Speech delivered on behalf of Turkish Jewish Community by The Vice President Moris Levi at the commemoration ceremony of Struma Disaster organized by the State on 24th February 2015 in Sarayburnu 

İstanbul: 24th February 2015

Most of us here had not even been born during the time of Struma Disaster.

Today, there is nobody alive that remembers the victims of Struma personally, one by one.

Nowadays we mention Struma as the name of a ship and the 768 people who died in it are like mere statistics to us.

But Struma was boarded by people; women, children, young people, old people who were willing to survive with hope, although they were in desperation and isolation.

Those people are now mentioned as a whole, only as “Struma”.

We remember “human beings” with the name of an old ship that had 46 meters of length and that had been, throughout the last 15 years of its lifetime, used to transport animals on Danube, before it finally sank down.

When they say Struma, the thing I remember is that my elderly people over their 80s started weeping out loud every time they heard its name.

When I was young, I met people who carried food to Struma together with Turkish Red Crescent in the middle of the night as the officials of the time shut their eyes to it and who personally testified the desperate situation of those people.

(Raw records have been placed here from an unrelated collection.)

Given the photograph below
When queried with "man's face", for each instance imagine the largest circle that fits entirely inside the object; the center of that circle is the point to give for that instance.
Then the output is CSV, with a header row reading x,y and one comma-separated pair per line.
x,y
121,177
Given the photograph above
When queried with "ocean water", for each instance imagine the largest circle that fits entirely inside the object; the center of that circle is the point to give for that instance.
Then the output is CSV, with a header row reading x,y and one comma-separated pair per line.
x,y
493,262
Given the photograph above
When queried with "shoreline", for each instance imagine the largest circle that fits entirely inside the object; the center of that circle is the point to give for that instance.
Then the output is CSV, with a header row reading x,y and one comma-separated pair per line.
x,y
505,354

Struma was abandoned, it was alone, unprotected, insignificant and desperate, 

it was a problem that everyone wanted to get rid of, it was a plague that was preferred to disappear or to have never occurred at all.

Unfortunately, it was one of those ships that not only Turkey, but also England, Russia, Romania and perhaps all of the other European countries wished to have never existed at all.

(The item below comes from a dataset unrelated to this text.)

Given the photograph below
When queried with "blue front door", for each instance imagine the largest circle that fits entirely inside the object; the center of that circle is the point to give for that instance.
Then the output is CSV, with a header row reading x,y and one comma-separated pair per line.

I’m glad that they are being remembered now; since history is full of similar cases of annihilation because of marginalization and hatred and most are never remembered at all.

Today, after 73 years, it is impossible to judge those officers, diplomats and politicians of those days with the scale of justice.

And if there is no particular person to blame, this means that everybody has his share in the responsibility about this incident.

However, what we need to do is to be able to see the present day in the light of what has taken place in the past.

To interpret what is right on behalf of the future of humanity from the mistakes of the past

If this is not or cannot be done,

It is clear that things will continue like this and the world will commemorate more of new incidents of Struma and we will bear the responsibility of new Struma incidents.

The right to live is sacred. In all divine religions, it is underlined that saving a life means saving the entire humanity.

The victims and the "decision and speech makers" have changed but unfortunately even 73 years after Struma Disaster, the hate speech continues

Struma is a typical story of how people in a desperate situation can be abandoned and isolated at a moment when discourse can turn into interests and interests can turn into actions.

Despite any development and even at times when, due to a variety of reasons, it seems very attractive to use marginalizing expressions, we must be conscious of the consequences against the rights to live and sensitivities of the people and believers of religions.

Turkish Jewish community would like to underline that due to whatever reason it is said and whomever says it, every hate speech alike, either anti-Semitist or anti-Islamist, is making us live through the pain of isolation in the way that hate speech endangers the future of all of us.

It is for these reasons that we heartily understand the feelings of the people who are exposed to Islamophobia and similar marginalization and discrediting in the societies they live in.

It is for these reasons that in order to prevent the minority communities from feeling isolated and abandoned, the majority should endeavor to make empathy with the minorities and improve their education and justice systems.

Such historical disasters as Struma reveal for another time that

As long as we do the right thing for the sake of doing the right thing and take over the responsibility for it, it will be possible for us to bequeath to next generations both a more honorable and a more powerful past.

The way that we commemorate Struma and remember the states of that time that isolated and abandoned Struma and the way that we do this right thing many years after it happened just for the sake of doing the right thing are hopeful approaches for all of us, in looking out to the future in faith by bearing the responsibility of the past. The future that we shall establish by expanding and popularizing this hope can enlighten the whole world.

Turkish Jewish community is thankful to all those people out there who have been taking these steps and sharing our sorrow.